Ein Bauarbeiter beim Bau eines Mehrfamilienhauses im Neubaugebiet Kronsrode, Niedersachsen. (Urheber/Quelle/Verbreiter: Julian Stratenschulte/dpa)

Rund 30.000 streikende Bauarbeiter und interner Ärger bei den Arbeitgebern: Im deutschen Bauhauptgewerbe ist ein Tarifstreit beendet worden, den in dieser Form niemand gewollt hat. Die IG Bauen-Agrar-Umwelt hat sich mit den Arbeitgebern auf ein Vertragswerk geeinigt, das rückwirkend vom 1. April 2024 über drei Jahre gültig sein soll. Der Vorschlag soll bis zum 14. Juni in den Gremien beraten werden. Bis dahin seien die Arbeitskampfmaßnahmen ausgesetzt, teilten beide Seiten gemeinsam mit.
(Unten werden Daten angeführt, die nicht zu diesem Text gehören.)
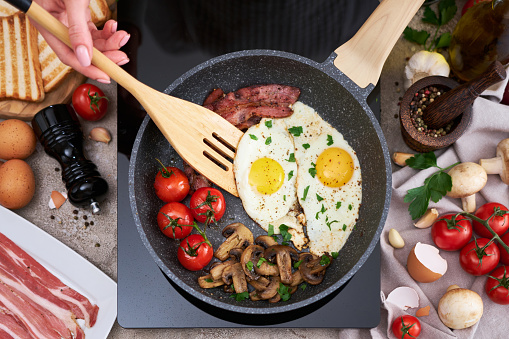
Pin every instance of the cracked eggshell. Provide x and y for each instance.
(425, 264)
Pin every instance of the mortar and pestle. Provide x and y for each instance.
(452, 107)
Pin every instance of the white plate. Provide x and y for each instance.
(71, 268)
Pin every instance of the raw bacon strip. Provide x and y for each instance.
(38, 322)
(80, 305)
(20, 281)
(10, 328)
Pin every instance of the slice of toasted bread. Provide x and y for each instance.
(7, 9)
(20, 71)
(99, 12)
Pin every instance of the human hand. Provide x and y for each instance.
(83, 34)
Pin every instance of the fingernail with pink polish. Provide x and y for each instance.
(123, 62)
(83, 56)
(125, 40)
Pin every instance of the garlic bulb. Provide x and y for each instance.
(423, 64)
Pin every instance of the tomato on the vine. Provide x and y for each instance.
(175, 220)
(195, 252)
(89, 102)
(451, 232)
(499, 222)
(207, 205)
(171, 184)
(504, 256)
(497, 285)
(480, 256)
(406, 327)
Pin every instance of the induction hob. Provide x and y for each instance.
(162, 47)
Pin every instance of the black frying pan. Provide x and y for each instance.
(338, 100)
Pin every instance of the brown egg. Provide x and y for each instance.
(17, 139)
(425, 263)
(17, 184)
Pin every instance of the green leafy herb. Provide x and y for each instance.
(325, 260)
(295, 130)
(329, 140)
(435, 187)
(446, 11)
(305, 193)
(240, 296)
(284, 292)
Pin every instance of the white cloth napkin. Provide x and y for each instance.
(490, 125)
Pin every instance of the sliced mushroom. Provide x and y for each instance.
(238, 236)
(310, 268)
(235, 274)
(283, 256)
(251, 254)
(207, 281)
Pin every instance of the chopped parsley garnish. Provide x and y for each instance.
(325, 260)
(295, 130)
(240, 296)
(329, 140)
(284, 292)
(305, 193)
(290, 175)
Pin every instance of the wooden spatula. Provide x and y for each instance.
(201, 137)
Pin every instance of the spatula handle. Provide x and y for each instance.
(55, 27)
(362, 57)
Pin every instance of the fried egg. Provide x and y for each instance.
(329, 183)
(265, 173)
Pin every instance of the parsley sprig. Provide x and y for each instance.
(434, 188)
(446, 11)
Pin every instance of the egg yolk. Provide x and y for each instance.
(266, 175)
(334, 167)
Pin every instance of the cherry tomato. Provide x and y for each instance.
(208, 205)
(89, 102)
(451, 233)
(499, 223)
(479, 258)
(174, 219)
(194, 252)
(497, 285)
(406, 327)
(171, 184)
(504, 256)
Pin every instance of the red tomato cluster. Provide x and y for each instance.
(480, 256)
(176, 220)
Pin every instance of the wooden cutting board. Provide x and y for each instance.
(25, 110)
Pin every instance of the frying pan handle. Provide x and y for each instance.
(55, 27)
(362, 57)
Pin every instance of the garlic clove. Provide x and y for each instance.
(100, 134)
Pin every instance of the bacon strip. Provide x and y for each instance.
(21, 283)
(78, 304)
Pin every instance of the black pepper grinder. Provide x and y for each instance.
(59, 131)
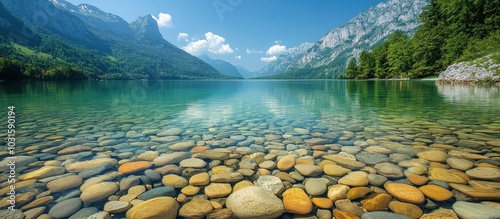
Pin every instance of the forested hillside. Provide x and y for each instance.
(451, 31)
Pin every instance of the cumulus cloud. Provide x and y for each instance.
(276, 49)
(251, 51)
(269, 59)
(212, 43)
(164, 20)
(183, 36)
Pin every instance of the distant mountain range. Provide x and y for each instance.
(222, 66)
(328, 57)
(103, 45)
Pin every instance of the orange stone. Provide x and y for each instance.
(417, 180)
(131, 167)
(436, 193)
(405, 193)
(344, 215)
(322, 202)
(378, 203)
(296, 201)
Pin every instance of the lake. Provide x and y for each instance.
(159, 134)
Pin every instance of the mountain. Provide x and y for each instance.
(222, 66)
(99, 44)
(245, 72)
(328, 57)
(284, 60)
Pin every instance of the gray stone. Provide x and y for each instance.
(84, 213)
(383, 214)
(466, 210)
(65, 208)
(157, 192)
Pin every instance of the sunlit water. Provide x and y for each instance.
(230, 114)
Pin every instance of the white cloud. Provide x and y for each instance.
(183, 36)
(212, 43)
(276, 49)
(269, 59)
(251, 51)
(164, 20)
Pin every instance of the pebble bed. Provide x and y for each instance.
(251, 165)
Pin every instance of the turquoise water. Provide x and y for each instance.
(241, 115)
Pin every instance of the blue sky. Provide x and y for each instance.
(243, 32)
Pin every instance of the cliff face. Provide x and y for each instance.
(328, 57)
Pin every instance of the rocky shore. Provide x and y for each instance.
(240, 174)
(479, 71)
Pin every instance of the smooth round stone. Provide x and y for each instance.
(254, 202)
(347, 206)
(484, 173)
(389, 170)
(377, 203)
(218, 190)
(335, 170)
(371, 158)
(84, 213)
(406, 209)
(296, 201)
(405, 193)
(45, 171)
(357, 178)
(174, 181)
(376, 180)
(171, 158)
(190, 190)
(14, 214)
(384, 215)
(153, 175)
(436, 193)
(182, 146)
(433, 155)
(358, 192)
(308, 170)
(271, 183)
(84, 165)
(417, 180)
(64, 183)
(459, 163)
(440, 213)
(221, 169)
(157, 192)
(99, 191)
(65, 208)
(267, 165)
(74, 149)
(337, 192)
(132, 167)
(117, 206)
(30, 214)
(324, 203)
(161, 207)
(193, 163)
(467, 210)
(445, 175)
(286, 163)
(196, 208)
(200, 179)
(148, 155)
(242, 184)
(315, 186)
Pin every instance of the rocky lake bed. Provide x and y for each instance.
(260, 168)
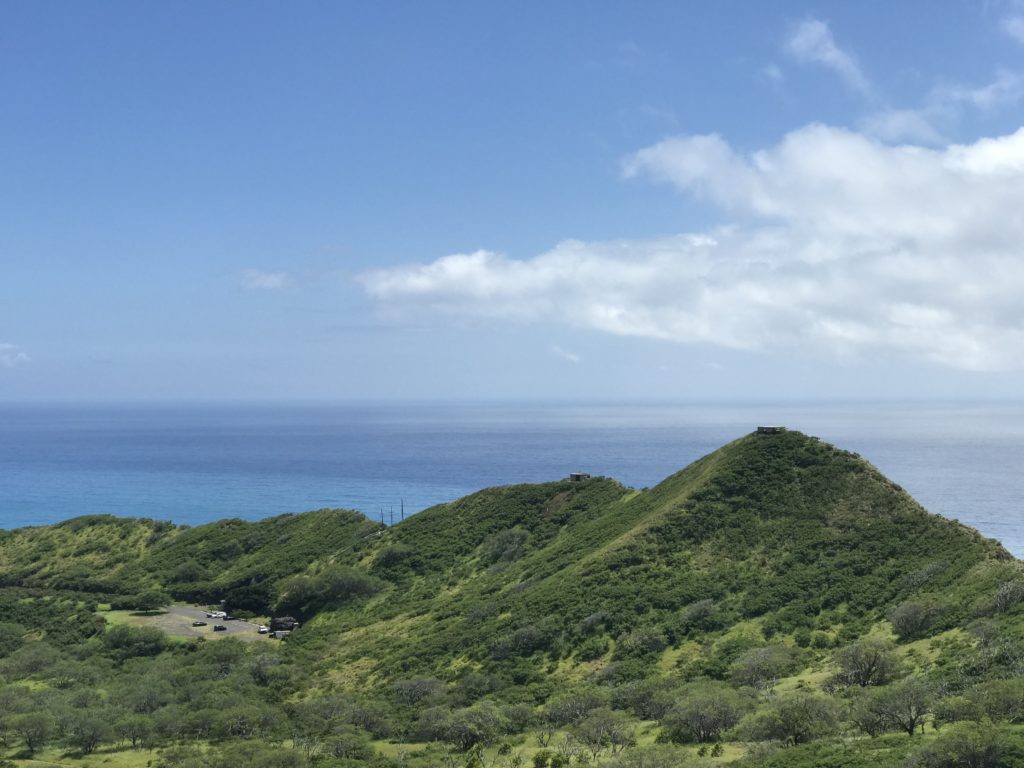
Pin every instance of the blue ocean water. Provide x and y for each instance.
(195, 464)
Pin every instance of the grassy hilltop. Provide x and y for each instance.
(778, 602)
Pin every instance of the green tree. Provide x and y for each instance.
(34, 728)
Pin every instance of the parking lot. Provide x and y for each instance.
(177, 620)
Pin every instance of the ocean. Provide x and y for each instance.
(195, 464)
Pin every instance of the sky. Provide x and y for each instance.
(331, 201)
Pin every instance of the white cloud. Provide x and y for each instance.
(11, 355)
(257, 280)
(1014, 26)
(565, 355)
(812, 42)
(845, 246)
(1007, 89)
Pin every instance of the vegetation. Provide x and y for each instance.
(777, 603)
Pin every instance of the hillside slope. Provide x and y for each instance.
(777, 602)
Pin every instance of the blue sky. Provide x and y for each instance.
(597, 200)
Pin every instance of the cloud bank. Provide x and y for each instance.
(839, 245)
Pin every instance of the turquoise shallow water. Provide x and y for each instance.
(199, 463)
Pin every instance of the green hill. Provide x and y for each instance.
(769, 603)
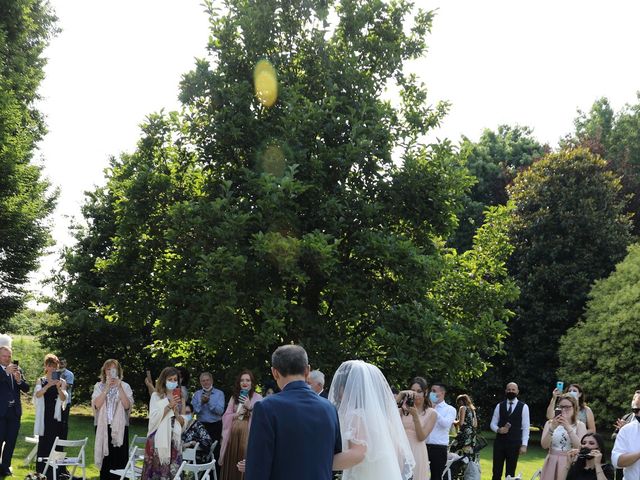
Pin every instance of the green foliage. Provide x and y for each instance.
(615, 137)
(601, 351)
(25, 203)
(235, 227)
(569, 229)
(494, 161)
(27, 322)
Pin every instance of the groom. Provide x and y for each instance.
(295, 433)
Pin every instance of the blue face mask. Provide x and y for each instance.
(171, 385)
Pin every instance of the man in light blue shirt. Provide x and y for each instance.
(67, 376)
(208, 405)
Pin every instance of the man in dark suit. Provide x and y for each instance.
(511, 423)
(296, 433)
(11, 383)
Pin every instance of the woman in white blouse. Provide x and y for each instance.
(111, 401)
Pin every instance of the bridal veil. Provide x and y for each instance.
(369, 416)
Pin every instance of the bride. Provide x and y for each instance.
(374, 443)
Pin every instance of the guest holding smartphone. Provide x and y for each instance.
(162, 453)
(111, 402)
(49, 397)
(208, 405)
(560, 435)
(235, 425)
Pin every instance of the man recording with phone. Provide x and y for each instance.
(511, 423)
(66, 375)
(11, 384)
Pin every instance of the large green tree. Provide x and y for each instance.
(601, 351)
(240, 224)
(494, 160)
(616, 137)
(25, 202)
(569, 230)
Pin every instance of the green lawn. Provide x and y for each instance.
(527, 464)
(81, 425)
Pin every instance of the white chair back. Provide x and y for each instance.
(58, 459)
(189, 453)
(199, 468)
(133, 468)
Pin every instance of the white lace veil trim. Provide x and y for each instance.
(369, 415)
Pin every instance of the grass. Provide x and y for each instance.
(527, 464)
(81, 425)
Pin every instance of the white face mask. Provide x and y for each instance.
(171, 385)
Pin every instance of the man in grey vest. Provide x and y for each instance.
(511, 423)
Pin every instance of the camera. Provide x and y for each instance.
(585, 452)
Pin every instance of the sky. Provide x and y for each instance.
(523, 62)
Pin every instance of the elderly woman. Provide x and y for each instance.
(111, 402)
(561, 434)
(162, 454)
(50, 398)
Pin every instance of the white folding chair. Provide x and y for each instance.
(205, 468)
(537, 474)
(62, 459)
(212, 455)
(139, 442)
(133, 468)
(189, 453)
(34, 451)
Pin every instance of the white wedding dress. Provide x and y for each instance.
(369, 416)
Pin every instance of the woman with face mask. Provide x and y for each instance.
(111, 403)
(561, 434)
(49, 397)
(589, 461)
(585, 414)
(418, 419)
(162, 453)
(235, 425)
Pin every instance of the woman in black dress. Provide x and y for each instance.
(588, 462)
(50, 397)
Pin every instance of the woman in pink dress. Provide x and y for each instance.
(235, 425)
(418, 419)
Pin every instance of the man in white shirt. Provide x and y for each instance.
(438, 439)
(511, 423)
(626, 449)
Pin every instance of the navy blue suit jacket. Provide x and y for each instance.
(10, 392)
(294, 434)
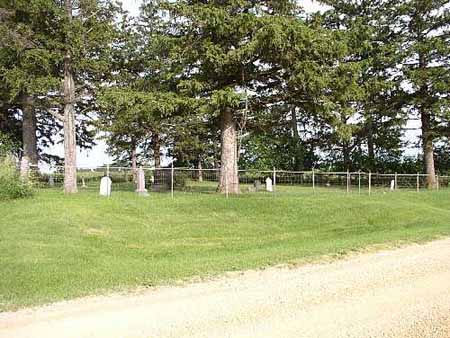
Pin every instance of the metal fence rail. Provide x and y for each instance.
(187, 180)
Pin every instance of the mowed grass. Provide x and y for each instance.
(55, 247)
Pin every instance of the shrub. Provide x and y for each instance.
(11, 184)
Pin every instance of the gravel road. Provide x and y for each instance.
(403, 293)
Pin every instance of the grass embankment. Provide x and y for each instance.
(56, 247)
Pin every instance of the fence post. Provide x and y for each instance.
(314, 181)
(274, 179)
(359, 181)
(348, 181)
(171, 180)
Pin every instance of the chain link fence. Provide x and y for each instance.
(175, 180)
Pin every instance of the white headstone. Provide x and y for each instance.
(269, 185)
(141, 183)
(105, 186)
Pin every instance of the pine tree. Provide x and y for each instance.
(424, 26)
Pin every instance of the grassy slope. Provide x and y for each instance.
(58, 247)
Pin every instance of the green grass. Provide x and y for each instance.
(55, 247)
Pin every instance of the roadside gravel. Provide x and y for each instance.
(403, 293)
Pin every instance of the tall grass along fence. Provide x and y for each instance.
(186, 180)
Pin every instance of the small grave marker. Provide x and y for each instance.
(392, 185)
(51, 181)
(257, 185)
(269, 184)
(105, 186)
(141, 183)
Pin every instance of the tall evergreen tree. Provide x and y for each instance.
(424, 26)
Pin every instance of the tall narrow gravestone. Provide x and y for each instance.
(269, 184)
(105, 186)
(141, 183)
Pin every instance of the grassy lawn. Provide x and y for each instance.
(55, 247)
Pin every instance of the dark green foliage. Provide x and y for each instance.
(12, 186)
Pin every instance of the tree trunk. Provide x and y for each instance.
(70, 145)
(428, 150)
(157, 150)
(229, 180)
(134, 163)
(29, 139)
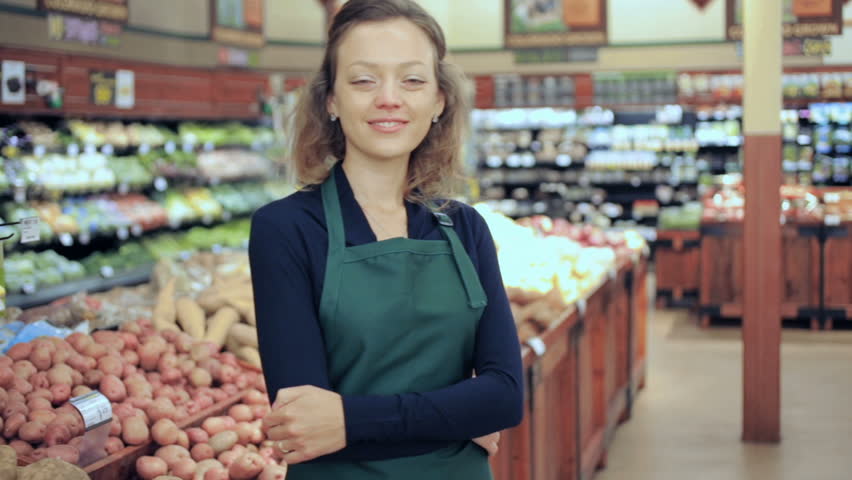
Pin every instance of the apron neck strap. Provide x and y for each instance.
(333, 217)
(475, 294)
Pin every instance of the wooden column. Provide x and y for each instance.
(762, 233)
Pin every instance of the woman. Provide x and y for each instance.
(375, 309)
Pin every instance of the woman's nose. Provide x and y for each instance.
(388, 96)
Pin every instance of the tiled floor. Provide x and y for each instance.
(687, 422)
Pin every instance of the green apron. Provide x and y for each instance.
(399, 315)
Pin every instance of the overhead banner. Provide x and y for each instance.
(555, 23)
(112, 10)
(802, 18)
(237, 23)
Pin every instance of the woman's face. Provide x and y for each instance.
(386, 93)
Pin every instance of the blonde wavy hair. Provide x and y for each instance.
(436, 166)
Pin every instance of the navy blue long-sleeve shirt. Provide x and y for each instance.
(287, 250)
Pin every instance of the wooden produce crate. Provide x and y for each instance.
(593, 406)
(513, 459)
(638, 283)
(837, 273)
(553, 392)
(800, 271)
(722, 271)
(678, 258)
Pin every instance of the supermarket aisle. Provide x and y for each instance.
(687, 422)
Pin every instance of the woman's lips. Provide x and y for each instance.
(387, 126)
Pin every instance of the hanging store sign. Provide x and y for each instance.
(238, 23)
(112, 10)
(802, 18)
(555, 23)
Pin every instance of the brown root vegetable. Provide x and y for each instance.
(134, 431)
(223, 441)
(273, 472)
(246, 467)
(202, 451)
(113, 445)
(150, 468)
(165, 432)
(51, 469)
(66, 453)
(113, 388)
(32, 432)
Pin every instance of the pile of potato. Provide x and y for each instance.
(148, 376)
(46, 469)
(229, 447)
(222, 313)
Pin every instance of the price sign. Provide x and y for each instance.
(30, 231)
(95, 409)
(537, 345)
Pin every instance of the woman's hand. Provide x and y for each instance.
(307, 422)
(489, 443)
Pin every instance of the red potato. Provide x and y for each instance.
(241, 413)
(200, 378)
(183, 468)
(57, 435)
(161, 408)
(15, 407)
(171, 454)
(273, 472)
(32, 432)
(150, 468)
(113, 388)
(42, 358)
(111, 365)
(21, 447)
(59, 375)
(80, 390)
(45, 416)
(130, 357)
(24, 369)
(95, 350)
(246, 467)
(214, 425)
(61, 393)
(20, 351)
(202, 451)
(39, 380)
(92, 378)
(134, 431)
(113, 445)
(131, 341)
(216, 474)
(165, 432)
(6, 374)
(39, 403)
(197, 435)
(13, 424)
(223, 441)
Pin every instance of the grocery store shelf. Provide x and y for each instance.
(92, 284)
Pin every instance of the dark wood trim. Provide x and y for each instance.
(762, 290)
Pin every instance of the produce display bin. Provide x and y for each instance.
(677, 259)
(837, 273)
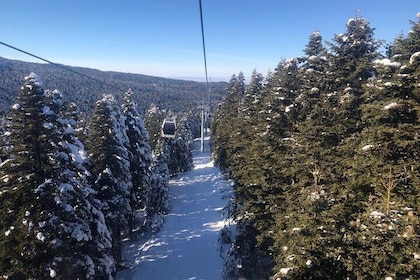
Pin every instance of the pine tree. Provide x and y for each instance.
(158, 202)
(52, 226)
(108, 147)
(140, 154)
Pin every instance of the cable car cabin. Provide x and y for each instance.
(169, 128)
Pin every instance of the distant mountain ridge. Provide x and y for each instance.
(171, 94)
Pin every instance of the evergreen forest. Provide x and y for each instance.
(72, 190)
(324, 153)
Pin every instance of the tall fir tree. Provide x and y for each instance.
(52, 223)
(140, 154)
(108, 148)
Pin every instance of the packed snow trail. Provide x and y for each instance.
(186, 247)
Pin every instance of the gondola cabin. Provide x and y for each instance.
(169, 128)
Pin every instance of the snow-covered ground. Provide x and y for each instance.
(186, 247)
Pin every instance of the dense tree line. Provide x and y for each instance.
(325, 156)
(70, 193)
(177, 95)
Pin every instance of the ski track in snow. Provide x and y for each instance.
(186, 247)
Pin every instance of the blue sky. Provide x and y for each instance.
(163, 37)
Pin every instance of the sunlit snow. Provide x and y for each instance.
(186, 247)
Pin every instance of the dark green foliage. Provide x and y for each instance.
(51, 223)
(324, 155)
(177, 95)
(108, 146)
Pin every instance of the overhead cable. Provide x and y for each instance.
(204, 51)
(62, 66)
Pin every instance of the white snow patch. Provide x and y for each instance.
(285, 270)
(391, 105)
(377, 214)
(387, 62)
(414, 57)
(203, 165)
(367, 147)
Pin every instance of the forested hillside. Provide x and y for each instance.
(169, 94)
(71, 191)
(325, 156)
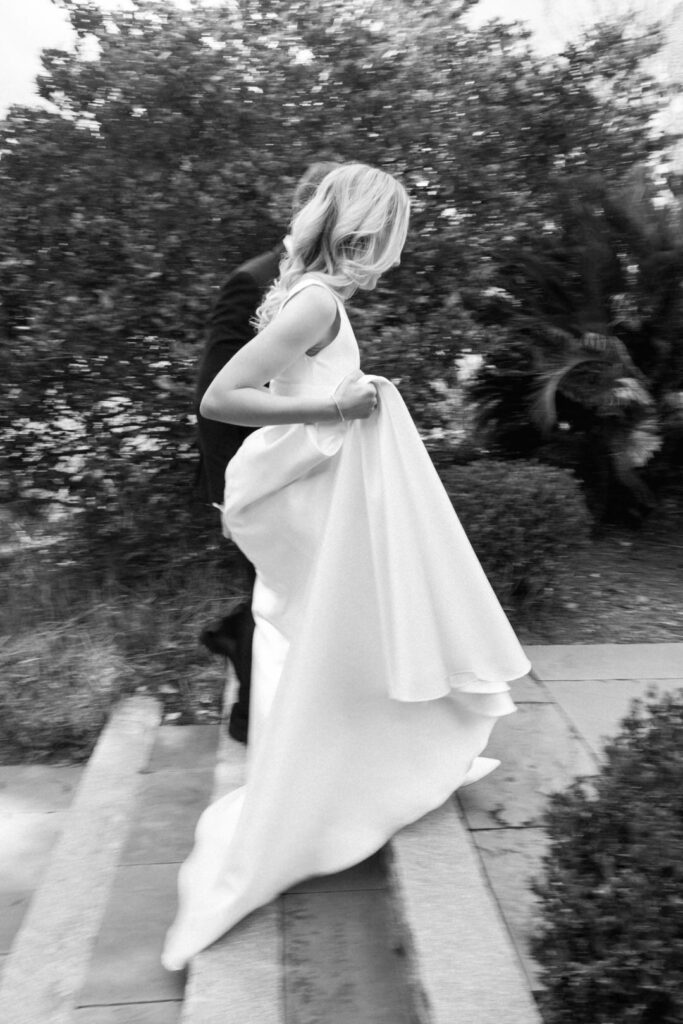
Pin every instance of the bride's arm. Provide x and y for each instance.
(238, 393)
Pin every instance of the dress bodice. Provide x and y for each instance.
(321, 373)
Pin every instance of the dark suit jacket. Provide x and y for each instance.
(228, 329)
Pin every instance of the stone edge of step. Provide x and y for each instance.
(46, 967)
(461, 961)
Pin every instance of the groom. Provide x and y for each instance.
(228, 329)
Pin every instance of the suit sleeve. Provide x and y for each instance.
(228, 328)
(229, 324)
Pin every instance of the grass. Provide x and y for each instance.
(71, 646)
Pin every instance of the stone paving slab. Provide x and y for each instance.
(13, 906)
(130, 1013)
(596, 707)
(369, 875)
(47, 965)
(464, 969)
(36, 788)
(528, 690)
(607, 660)
(339, 965)
(178, 748)
(27, 840)
(168, 805)
(240, 978)
(512, 858)
(125, 966)
(540, 754)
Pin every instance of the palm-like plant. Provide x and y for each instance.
(586, 338)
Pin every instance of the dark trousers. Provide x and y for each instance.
(243, 623)
(232, 636)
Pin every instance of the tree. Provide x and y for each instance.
(593, 306)
(170, 158)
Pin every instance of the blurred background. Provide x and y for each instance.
(534, 326)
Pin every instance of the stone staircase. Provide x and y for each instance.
(413, 936)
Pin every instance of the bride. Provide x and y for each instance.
(381, 655)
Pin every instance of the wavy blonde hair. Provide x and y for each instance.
(350, 231)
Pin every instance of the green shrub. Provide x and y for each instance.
(56, 688)
(72, 644)
(522, 518)
(610, 943)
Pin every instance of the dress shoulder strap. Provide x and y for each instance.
(309, 279)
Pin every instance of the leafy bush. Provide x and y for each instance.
(71, 643)
(56, 688)
(611, 939)
(523, 519)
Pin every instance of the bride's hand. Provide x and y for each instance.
(356, 396)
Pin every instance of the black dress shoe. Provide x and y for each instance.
(238, 728)
(221, 637)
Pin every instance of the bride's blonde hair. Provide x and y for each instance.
(350, 231)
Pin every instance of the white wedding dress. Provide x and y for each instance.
(381, 654)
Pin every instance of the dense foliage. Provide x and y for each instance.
(587, 363)
(170, 157)
(611, 941)
(522, 520)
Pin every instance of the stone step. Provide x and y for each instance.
(48, 961)
(326, 950)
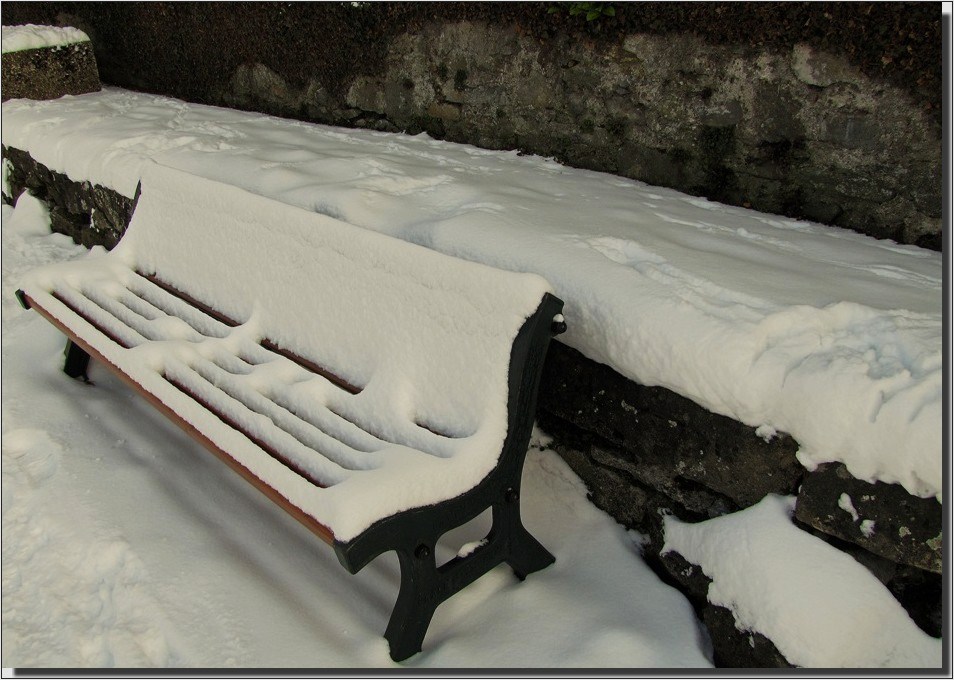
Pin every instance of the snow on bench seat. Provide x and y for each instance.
(368, 375)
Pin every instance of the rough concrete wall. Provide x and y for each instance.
(841, 126)
(799, 133)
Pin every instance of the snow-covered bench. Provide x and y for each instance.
(380, 392)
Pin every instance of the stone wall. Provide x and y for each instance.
(797, 131)
(645, 452)
(50, 72)
(825, 112)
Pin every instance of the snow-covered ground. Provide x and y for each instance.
(126, 544)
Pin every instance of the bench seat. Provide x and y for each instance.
(379, 391)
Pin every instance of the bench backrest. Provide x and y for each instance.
(418, 332)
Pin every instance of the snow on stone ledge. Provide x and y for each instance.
(32, 36)
(784, 325)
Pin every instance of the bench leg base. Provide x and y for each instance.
(424, 585)
(77, 361)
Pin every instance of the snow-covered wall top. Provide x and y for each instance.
(781, 324)
(32, 36)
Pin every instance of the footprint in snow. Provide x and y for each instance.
(33, 452)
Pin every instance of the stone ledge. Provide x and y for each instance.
(881, 518)
(89, 214)
(50, 72)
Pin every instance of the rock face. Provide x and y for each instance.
(50, 72)
(882, 518)
(792, 128)
(90, 214)
(644, 452)
(800, 133)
Für die ersten beiden Jahre liegt der Abschluss über den Empfehlungen des Schlichters Rainer Schlegel. Im dritten Jahr kommt die eigentlich erst für Dezember 2026 verabredete vollständige Angleichung der Ostlöhne ans Westniveau nun acht Monate früher zum 1. April 2026. Zudem wird die unterste Lohngruppe 1 als Mindestlohn wieder eingeführt und überproportional angehoben.

Lohnangleichung Ost kommt schneller

In einem ersten Schritt steigen sämtliche Monatsgehälter pauschal um 230 Euro sowie um 1,2 Prozent im Westen und 2,2 Prozent im Osten. In der Lohngruppe 1 gibt es auch im Westen 2,2 Prozent, sodass das Mindestmonatsgehalt eines Bauarbeiters auf gut 2500 Euro steigt. Die zweite Stufe sieht zum 1. April nächsten Jahres 4,2 Prozent mehr im Westen und 5,0 Prozent im Osten sowie für die Gruppe 1 vor. Ein Jahr später steigen dann die Westlöhne um 3,9 Prozent und die im Osten vollständig auf das Westniveau. Dieser Schritt war im vorangegangenen Tarifvertrag erst zum 1. Dezember 2026 verabredet gewesen.

Der Chef der IG Bauen Agrar Umwelt, Robert Feiger, wertete die Einigung als Erfolg der Warnstreiks. «Dieses Ergebnis liegt im Volumen oberhalb des Schlichterspruches, das haben wir immer gefordert. Es waren die Baubeschäftigten, die sich dieses Ergebnis erstreikt haben.» Er werde den gewerkschaftlichen Gremien die Annahme empfehlen. Laut IG BAU haben sich in den zweieinhalb Wochen rund 30.000 Beschäftigte an den Warnstreiks beteiligt. Zielscheibe waren die unterschiedlichsten Betriebe, zuletzt in Hamburg.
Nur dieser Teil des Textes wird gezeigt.